Para permitir que pessoas morem e trabalhem na Lua por períodos prolongados, seria preciso construir habitats com um escudo protetor. Wimmer-Schweingruber sugere que uma maneira eficiente seria recobrir a base com uma camada de 80 centímetros de solo lunar.

Artemis

"Um pequeno passo para o homem, um grande passo para a humanidade". A primeira vez que estivemos na Lua foi em 1969, com a missão Apollo 11, de Neil Armstrong e Buzz Aldrin.

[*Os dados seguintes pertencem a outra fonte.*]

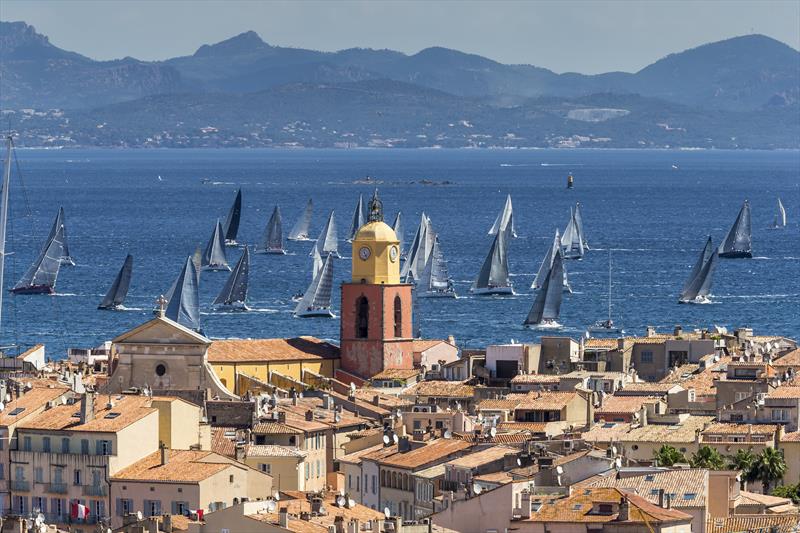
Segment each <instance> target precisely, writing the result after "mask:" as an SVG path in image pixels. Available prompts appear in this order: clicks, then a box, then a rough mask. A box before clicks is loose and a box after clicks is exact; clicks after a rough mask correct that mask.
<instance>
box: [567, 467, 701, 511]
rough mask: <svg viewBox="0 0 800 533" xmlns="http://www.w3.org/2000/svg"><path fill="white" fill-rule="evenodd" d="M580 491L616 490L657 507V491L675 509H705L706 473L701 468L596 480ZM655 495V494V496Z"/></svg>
mask: <svg viewBox="0 0 800 533" xmlns="http://www.w3.org/2000/svg"><path fill="white" fill-rule="evenodd" d="M582 486H583V487H586V488H589V487H616V488H618V489H622V490H624V491H628V492H634V493H635V494H638V495H639V496H641V497H643V498H645V499H647V500H649V501H651V502H653V503H658V490H659V489H663V490H664V492H665V493H666V494H669V495H670V498H671V499H670V502H671V504H672V505H674V506H675V507H704V506H705V504H706V488H707V486H708V470H706V469H703V468H685V469H684V468H681V469H675V470H662V471H657V472H656V471H654V472H648V473H645V474H642V475H638V476H625V477H622V478H620V479H617V476H615V475H610V476H597V477H594V478H591V479H589V480H587V481H586V483H584V484H582ZM654 491H655V492H654Z"/></svg>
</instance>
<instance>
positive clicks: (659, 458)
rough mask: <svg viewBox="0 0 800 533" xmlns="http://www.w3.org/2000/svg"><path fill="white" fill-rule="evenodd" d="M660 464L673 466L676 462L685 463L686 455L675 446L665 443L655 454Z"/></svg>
mask: <svg viewBox="0 0 800 533" xmlns="http://www.w3.org/2000/svg"><path fill="white" fill-rule="evenodd" d="M653 459H654V460H655V461H657V462H658V466H672V465H674V464H675V463H685V462H686V457H685V456H684V455H683V454H682V453H681V452H679V451H678V450H677V449H676V448H675V447H674V446H670V445H669V444H663V445H662V446H661V448H659V449H658V451H657V452H656V453H655V455H654V456H653Z"/></svg>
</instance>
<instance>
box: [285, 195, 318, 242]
mask: <svg viewBox="0 0 800 533" xmlns="http://www.w3.org/2000/svg"><path fill="white" fill-rule="evenodd" d="M313 214H314V202H313V201H312V200H311V198H309V199H308V203H307V204H306V208H305V209H304V210H303V214H302V215H301V216H300V218H299V219H298V220H297V222H295V224H294V226H293V227H292V230H291V231H290V232H289V236H288V237H287V238H288V239H289V240H290V241H310V240H311V238H310V237H309V236H308V229H309V227H310V226H311V215H313Z"/></svg>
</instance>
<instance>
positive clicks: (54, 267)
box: [11, 230, 64, 294]
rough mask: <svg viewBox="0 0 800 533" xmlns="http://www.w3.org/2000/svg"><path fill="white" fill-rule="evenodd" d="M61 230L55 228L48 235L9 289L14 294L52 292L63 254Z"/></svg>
mask: <svg viewBox="0 0 800 533" xmlns="http://www.w3.org/2000/svg"><path fill="white" fill-rule="evenodd" d="M62 236H63V232H62V231H60V230H57V231H56V232H55V233H54V234H53V235H52V236H51V237H48V239H47V241H46V242H45V244H44V246H43V247H42V250H41V251H40V252H39V255H38V256H37V257H36V260H35V261H34V262H33V264H32V265H31V266H30V267H29V268H28V270H27V271H26V272H25V274H24V275H23V276H22V279H20V280H19V281H18V282H17V284H16V285H14V287H13V288H12V289H11V292H12V293H14V294H54V293H55V292H56V279H58V270H59V268H60V267H61V258H62V257H63V256H64V243H63V242H62V241H61V240H60V239H61V238H62Z"/></svg>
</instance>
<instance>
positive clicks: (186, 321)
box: [164, 234, 221, 331]
mask: <svg viewBox="0 0 800 533" xmlns="http://www.w3.org/2000/svg"><path fill="white" fill-rule="evenodd" d="M220 235H221V234H220ZM164 316H166V317H167V318H169V319H170V320H173V321H175V322H177V323H178V324H180V325H182V326H185V327H187V328H189V329H193V330H195V331H200V298H199V296H198V286H197V272H196V271H195V268H194V262H193V261H192V257H191V256H189V257H187V258H186V262H185V263H184V264H183V268H182V269H181V273H180V274H179V275H178V278H177V279H176V280H175V282H174V283H173V284H172V287H171V288H170V291H169V297H168V298H167V304H166V309H165V311H164Z"/></svg>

Doze pessoas diferentes já caminharam sobre solo lunar até a Apollo 17, a última missão tripulada, em 1972.

Se o projeto Artemis for bem-sucedido, um humano pisará em nosso satélite novamente em 2024, incluindo a primeira mulher. O objetivo é "alunissar" (pousar na Lua) e desembarcar a tripulação no polo Sul do satélite — um local diferente e mais desafiador do que os visitados durante o projeto Apollo —, mas eles ficarão lá por no máximo uma semana.

A Nasa aposta que o polo Sul da Lua tenha maior valor científico, já que provavelmente contêm grande quantidade de água congelada no fundo de crateras nunca tocadas pela luz do Sol.

A estrutura e experiência do projeto Artemis devem abrir o caminho para viagens tripuladas a Marte, por volta de 2030. Para elas, que duram anos, o desafio da radiação será ainda maior, precisando envolver naves com blindagem protetora e um sistema preciso de monitoramento e alertas. Também estão sendo desenvolvidas pesquisas sobre medicamentos que poderiam proteger nosso organismo.